LA DOBLE VERTIENTE DEL ARCHIVO DOCUMENTAL HISTÓRICO DE LAS INSTITUCIONES VIVAS. POR MIGUEL GUZMÁN MUÑOZ.

 

               

                La importancia del archivo de la Fundación Hospital de Pobres.

                Cualquier institución o entidad pública o privada cuenta con un cúmulo documental más o menos amplio, completo o fragmentado, y que en el caso de las instituciones de cierta antigüedad se puede dividir en documentación histórica y actual, no implicando los años del documento forzosamente su obsolescencia, caducidad o inutilidad.

                Particularmente en entidades de antigua creación, existe el archivo documental histórico, que en las más de las veces, por los avatares de todo tipo que traen los tiempos, la incuria de algunos de aquellos que en ciertos momentos debieron haber velado por su conservación, o bien por percances accidentales, no se hallan completos o incluso no están en perfecto estado de conservación.

                Sea como fuere, la documentación del archivo histórico de cualquier entidad, institución o asociación es algo que la enorgullece y la honra si está aún vigente y también a la sociedad en cuyo seno se halla, y que posee unos valores, aparte del sentimental que no pueden cuantificar, que no tienen precio.
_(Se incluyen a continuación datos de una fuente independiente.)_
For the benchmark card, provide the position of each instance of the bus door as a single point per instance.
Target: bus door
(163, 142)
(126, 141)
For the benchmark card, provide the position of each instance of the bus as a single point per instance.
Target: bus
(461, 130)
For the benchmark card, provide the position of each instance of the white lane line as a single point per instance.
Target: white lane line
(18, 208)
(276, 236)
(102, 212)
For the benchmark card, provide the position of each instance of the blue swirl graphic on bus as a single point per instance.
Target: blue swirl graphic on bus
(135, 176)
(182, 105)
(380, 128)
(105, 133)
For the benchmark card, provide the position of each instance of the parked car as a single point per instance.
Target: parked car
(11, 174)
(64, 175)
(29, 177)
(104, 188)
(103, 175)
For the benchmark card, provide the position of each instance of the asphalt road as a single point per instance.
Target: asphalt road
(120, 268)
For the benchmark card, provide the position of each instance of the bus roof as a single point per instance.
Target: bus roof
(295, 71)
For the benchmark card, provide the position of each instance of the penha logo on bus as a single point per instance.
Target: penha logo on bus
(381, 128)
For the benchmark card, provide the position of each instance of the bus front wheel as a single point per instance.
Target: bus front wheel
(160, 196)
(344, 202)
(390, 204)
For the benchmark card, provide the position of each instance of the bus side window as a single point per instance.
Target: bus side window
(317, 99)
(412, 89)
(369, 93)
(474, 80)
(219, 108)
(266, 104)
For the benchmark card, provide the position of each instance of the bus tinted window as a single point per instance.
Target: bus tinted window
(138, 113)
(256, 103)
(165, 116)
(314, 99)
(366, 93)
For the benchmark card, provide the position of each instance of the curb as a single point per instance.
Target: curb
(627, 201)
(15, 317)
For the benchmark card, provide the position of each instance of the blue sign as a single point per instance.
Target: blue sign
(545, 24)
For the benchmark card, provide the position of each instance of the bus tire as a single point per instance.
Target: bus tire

                En un archivo histórico, aunque parezca lo contrario, existe una dualidad o una doble vertiente, cual es la puramente histórica y la que podríamos denominar utilitaria o legal, particularmente si estamos hablando de una institución viva y en pleno funcionamiento, ya que la antigüedad de cualquier documento (como se ha dicho) no implica forzosamente su invalidez jurídica o legal, pues algunos o muchos de ellos se hallan en vigor y son el soporte legal que acredita, dando fe, de la posesión de ciertos bienes o derechos de la entidad a la que pertenecen, aunque daten de muchos años o incluso siglos.

                La riqueza histórica de sus fondos.

                La Fundación Hospital de Pobres de Requena es una de esas instituciones que afortunadamente para ella misma y la ciudad de Requena, así como también para los expertos, los estudiosos y en general para cualquier espíritu sensible y, como no, para todo requenense amante de las cosas de su tierra, cuenta con un amplio, valiosísimo y bien conservado archivo documental histórico, que aunque no lo completo que sería de desear, pues solo posee algún documento suelto de finales del siglo XVI y otros del XVII, dispone a partir de 1701 de una secuencia documental bastante completa, con leves lagunas de información general o bien de algún dato o detalle concreto. Sin embrago, cuando falta un acta se tiene presente y en caso negativo otro documento permite que el hilo conductor no se rompa, sin hallarnos perdidos en un determinado periodo.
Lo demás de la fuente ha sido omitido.